Dans cette chasse aux politiciens intéressés, l’exécutif a jeté son dévolu sur le vivier de  l’Union des forces républicaines (Ufr), où entend de plus en plus des cas  de démissions, relayés surtout par voie de presse. De quoi faire passer le parti de Sidya Touré pour le   ventre mou de l’attelage du Front national pour la défense de la constitution, où on peut braconner aussi facilement.

Même si à l’Ufr, on semble regarder tout ce remue-ménage, marqué par le départ de Badra Koné, le secrétaire général de la jeunesse, et autres, d’un air amusé. Comme pour dire qu’il n’y a nullement péril en la demeure.

Il serait bien de noter que rien ne prouve encore que  Badra Koné, fondateur du mouvement dénommé la Nouvelle génération politique (Ngp) atterrira au Rpg. D’ailleurs, à sa décharge, Badra Koné jure de ne plus s’allier à la vieille garde politicienne.

On apprend dans la même foulée, l’adhésion prochaine au RPG arc-en-ciel, si ce n’est d’ailleurs pas acté, de certains membres du front, détenus à Kankan, suite aux événements malheureux survenus lors du double-scrutin du 22 mars à N’Zérékoré.

Ce serait dit-on, le prix à payer pour recouvrer la liberté. Du pur chantage clame-t-on du côté de l’opposition.

Parmi les noms cités de ces transfuges du Fndc, il y a celui de Cécé Loua, homme d’affaires et ancien maire de N’Zérékoré, et proche de Sidya Touré. Cécé Loua, tout comme Maurice Zogbélémou, ancien garde des sceaux et député du parti au pouvoir, ont connu le leader de l’ufr, du côté des bords de la lagune ébrié, où ils ont vécu tous ensemble.

Sidya Touré a tenu à nuancer tout cela, en disant comprendre que ces détenus veillent accepter les conditions imposées pour leur relaxe.

Dans cette épreuve de force entre le Fndc et la mouvance présidentielle sur fond de débauchage de militants, nous avons vu défiler également sur les réseaux sociaux, le départ d’une cinquantaine de militants de l’Union des forces démocratiques de guinée (Ufdg), qui auraient posé leurs baluchons dans le navire Rpg arc-en-ciel. Si le parti au pouvoir tient cela pour un trophée de guerre, le parti de Cellou Dalein voit dans cet acte, une simple boutade, dont le but serait de détourner l’attention sur le coup de colère de la jeunesse de Kankan contre les délestages de courant.

Ce fief du Rpg où la jeunesse ne démord pas, malgré la mise en garde de la notabilité contre toute protestation contre le régime.

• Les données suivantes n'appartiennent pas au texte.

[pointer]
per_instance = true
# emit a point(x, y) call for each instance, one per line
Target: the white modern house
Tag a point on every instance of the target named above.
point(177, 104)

L’Ufdg aussi, tout en célébrant l’arrivée dans ses rangs du vice maire de Matam, Ismaël Condé, prend cette cooptation pour un pied de nez fait au pouvoir. Il est vrai que ce franc-tireur commence déjà à avoir des ennuis avec les autorités. Ce vendredi, il disait avoir la police à ses trousses.

C’est donc désormais à la guerre comme à la guerre entre une opposition opiniâtre et un pouvoir décidé à en découdre.